It’s finally over.
After weeks of intense glares, random crying, and glittery cocktail dresses, the 23rd season of The Bachelor has come to a close!
This was my first experience with the infamous reality series. I started watching it for the same two reasons that anyone starts watching a show: 1) you just finished another show or 2) the continuous onslaught of ads and commercials eventually gets the better of your curiosity.
Here’s the story of my experience.
The first episode was….strange. I mean, how couldn’t it be? You get introduced to 30 women, or at least half of them, as they desperately attempt to make a good impression on Colton, some random man they’ve never met. Then they run around like headless, blond chickens, and make awful jokes – my favorite of which was when Onyeka appeared while Colton was talking to another woman and yelled, while wearing a snorkel, “I heard you were drowning in some b*tches!” Not to mention the sacred roses that, according to Tracy, can’t be touched by anyone other than Colton, and the dramatic testimonials every 5 seconds.
My first reaction was, “Why am I watching this? This is so archaic and strange.
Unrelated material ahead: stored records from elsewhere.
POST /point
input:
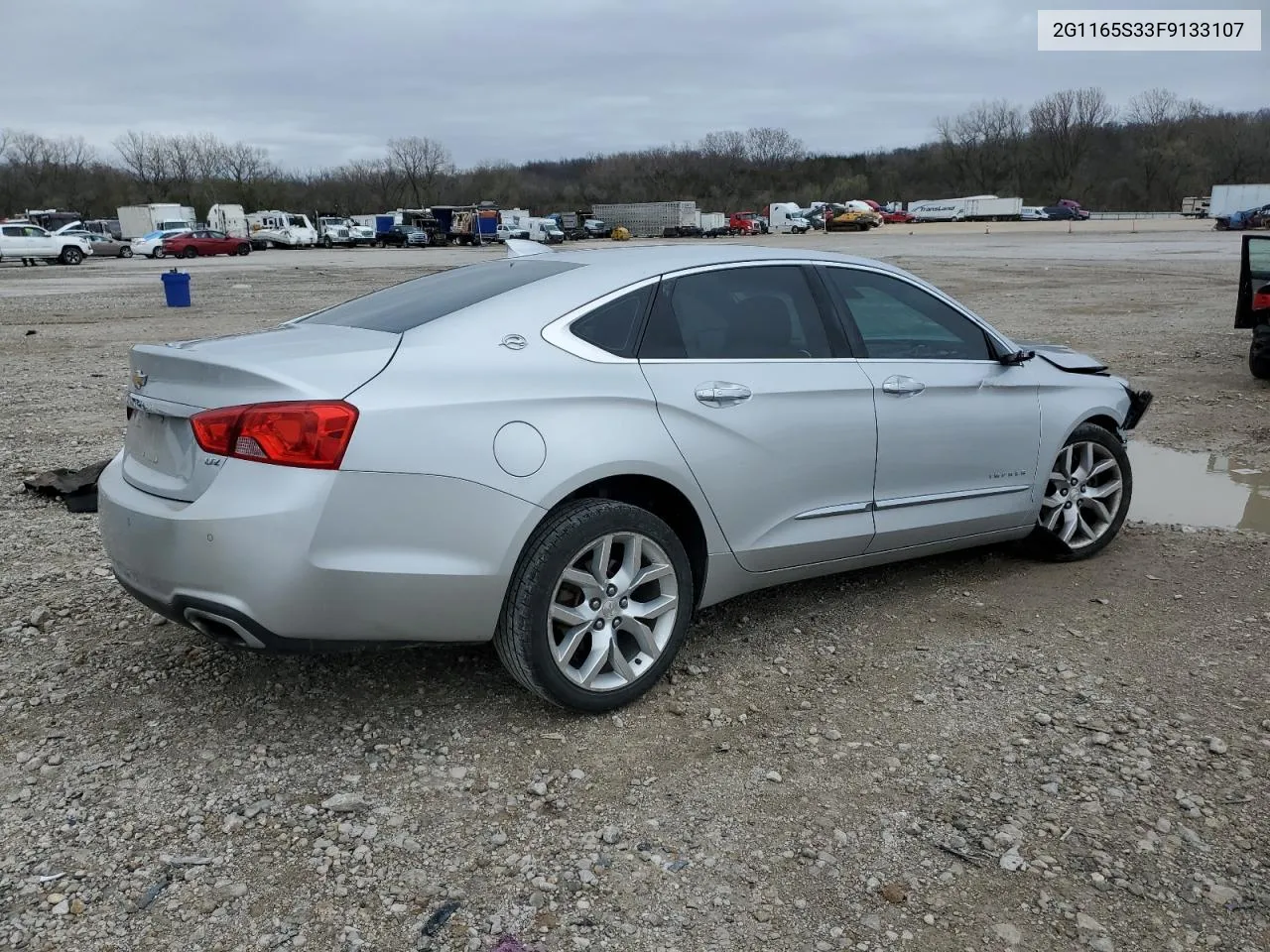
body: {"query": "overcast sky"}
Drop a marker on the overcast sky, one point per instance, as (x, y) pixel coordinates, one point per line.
(322, 81)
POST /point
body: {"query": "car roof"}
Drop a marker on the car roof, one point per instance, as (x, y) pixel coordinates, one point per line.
(627, 264)
(594, 272)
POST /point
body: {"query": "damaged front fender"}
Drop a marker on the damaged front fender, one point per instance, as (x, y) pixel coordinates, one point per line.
(1139, 400)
It’s like some middle-aged heterosexual man’s fantasy. And I’m pretty sure I’m not middle-aged nor a man.”
But then my second reaction was, “It’s genius.”
Like young adult novels flying off the shelves, reality TV shows like The Bachelor are repetitive but effective. They use the same tropes of romance and drama with the same plots and the same characters – they just switch around the actors and their backstories. For drama to keep you on your toes, you have matchups every week. First it was Caelynn versus Hannah B., two pageant queens who were once close friends but their rivalry turned bitter in the heat of competition. Then it was Demi and Tracy, the young against the old, calling each other “immature” or “bitter hag” you know, because if you’re 23 you’re practically a baby and over 30 qualifies you to be a grandma? But Demi kept getting into conflicts left and right and next she was up against Courtney! Their fight was more boring with just a lot of crying and catty comments but it was enough to make Colton cry too so the producers kept it.
And then for romance, well it’s the basis of the entire show. Colton leaves every girl with an intense makeout session, and by the hometown episode, you’ve heard “I’m falling in love with you” four hundred times. You root for the quiet, down-to-earth girl and he continues to choose one of the twenty blonde barbies, simply because they can cry on cue.
The list goes on and on and as you watch the show you can spot each and every manipulative moment. You know how it’s going to end but you watch anyway – why?
Because you want to know how it ends. Or, you want to know why you keep watching it in the first place.
You know that Chris Harrison and those faceless producers are pulling the strings, coaxing women to share extremely sensitive stories of sexual assault and divorce, advertising Colton’s virginity as a thing to be won, and calling the season “the most dramatic season of The Bachelor yet!”.
Like the rest of America, you wonder who’s going to be sent off next, who’s going to fight over a rose, and how many more shots they can show of Colton showering before he buys a curtain.
And that’s the key – you wonder. You keep thinking about what could happen and end up becoming so engulfed that, before you know it, you’re watching the next episode.
It doesn’t matter if all that happens in that episode is a few catty remarks about a woman’s age and a one-on-one that’s hilariously awkward – as long as they can make you question the ending, you’ll keep watching.
Either ironically or wholeheartedly, you’ll watch out of pure curiosity.